COBRA health insurance subsidy extended by feds
15-month premium assistance for unemployed
Workers who become unemployed in January and February may qualify for a 65 percent subsidy of their health insurance premiums, and the length of that subsidy was extended to 15 months, according to the Internal Revenue Service.
Newly unemployed workers, along with those already receiving the subsidy, may be eligible for up to 15 months of assistance with their COBRA health insurance coverage.
The COBRA assistance program was originally set to expire at the end of 2009, and was limited to nine months.
The Department of Defense Appropriations Act, 2010, enacted on Dec. 19, extended the eligibility period and the maximum duration of COBRA premium assistance.
As a result, workers who are involuntarily terminated between Sept. 1, 2008, and Feb. 28, 2010, may qualify for a 65 percent subsidy of their COBRA premiums for up to 15 months. Involuntarily terminated employees who meet certain other requirements, and certain family members of those individuals, are referred to as "assistance-eligible individuals."
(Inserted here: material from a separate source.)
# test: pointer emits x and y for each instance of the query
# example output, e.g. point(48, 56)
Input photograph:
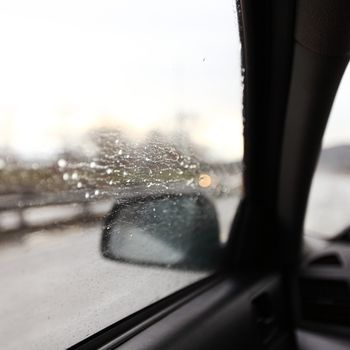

Employers must provide COBRA coverage to assistance-eligible individuals who pay 35 percent of the COBRA premium. Employers are reimbursed for the other 65 percent by claiming a tax credit.
Taxpayers with incomes exceeding $145,000, or $290,000 for those filing joint returns, do not qualify for the subsidy.
Health plan administrators must notify those eligible by Feb. 17.
For individuals whose nine months of subsidy have already ended, the law also provides for the retroactive payment of their 35 percent share during a transition period.